The music of the saxophonist with this trio it is a kind of chamber jazz, very much supported by the composition and the organized disposition of what each instrument plays. According to Surman himself, Ayres had flown from Brazil only for this concert, and this may be a logical reason -for lack of rehearsal, perhaps- to explain the few moments in which the trio was slightly lost or in which the things sounded in their place, but without getting to take off completely, as they did when they touched the precious Autumn Nocturne, for example.

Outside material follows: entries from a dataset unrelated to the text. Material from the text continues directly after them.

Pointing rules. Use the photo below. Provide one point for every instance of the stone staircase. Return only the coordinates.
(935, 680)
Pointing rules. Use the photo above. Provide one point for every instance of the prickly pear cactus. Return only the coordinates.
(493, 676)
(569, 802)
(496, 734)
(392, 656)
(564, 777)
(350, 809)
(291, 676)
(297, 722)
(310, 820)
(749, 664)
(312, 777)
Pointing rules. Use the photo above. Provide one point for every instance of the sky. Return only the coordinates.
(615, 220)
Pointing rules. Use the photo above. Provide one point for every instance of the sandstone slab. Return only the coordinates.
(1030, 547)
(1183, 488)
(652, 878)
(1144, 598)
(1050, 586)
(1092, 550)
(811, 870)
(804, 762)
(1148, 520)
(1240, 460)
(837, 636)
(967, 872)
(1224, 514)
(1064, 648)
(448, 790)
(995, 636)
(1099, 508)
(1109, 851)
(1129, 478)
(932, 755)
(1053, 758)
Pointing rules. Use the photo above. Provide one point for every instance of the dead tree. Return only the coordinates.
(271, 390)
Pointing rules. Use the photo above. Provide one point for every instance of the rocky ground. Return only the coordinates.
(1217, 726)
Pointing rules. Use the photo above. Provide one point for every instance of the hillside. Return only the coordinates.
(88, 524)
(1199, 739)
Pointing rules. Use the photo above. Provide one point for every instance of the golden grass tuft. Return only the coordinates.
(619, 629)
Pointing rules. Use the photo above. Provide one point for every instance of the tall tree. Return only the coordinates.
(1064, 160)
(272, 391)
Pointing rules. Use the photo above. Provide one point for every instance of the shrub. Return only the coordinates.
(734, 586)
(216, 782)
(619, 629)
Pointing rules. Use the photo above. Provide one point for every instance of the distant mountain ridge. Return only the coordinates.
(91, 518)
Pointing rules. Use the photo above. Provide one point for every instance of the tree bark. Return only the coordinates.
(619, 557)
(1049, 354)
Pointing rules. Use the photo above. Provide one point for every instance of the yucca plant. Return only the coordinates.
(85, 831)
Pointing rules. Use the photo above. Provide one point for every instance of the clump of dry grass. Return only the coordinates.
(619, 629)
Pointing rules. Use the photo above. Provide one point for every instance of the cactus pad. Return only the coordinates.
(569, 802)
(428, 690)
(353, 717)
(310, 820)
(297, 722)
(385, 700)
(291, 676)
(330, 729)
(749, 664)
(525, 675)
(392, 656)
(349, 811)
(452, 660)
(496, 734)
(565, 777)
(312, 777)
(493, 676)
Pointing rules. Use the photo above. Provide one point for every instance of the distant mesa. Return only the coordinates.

In the concert there was room for improvisation when the piece required it, but above all we attended a sample of the virtues of Surman as a composer. This one was closer to the warmth and closeness of a small English village – like the Tavistock from which it originated – than to the classic British phlegm, and did not deprive himself of regretting what was happening with "this stupidity of Brexit" (sic). ) just before interpreting On Still Waters, which was another of the best moments of his recital in the Conde Duque Cultural Center auditorium.
Exactly fifty years ago John Surman published his first album as a leader, inaugurating a career that has taken him through all kinds of paths, from the free jazz to the jazz-rock, without losing coherence or stop cultivating a personality of its own. Today, the British is still a complete and restless creator who shows no intention to stop writing and playing music.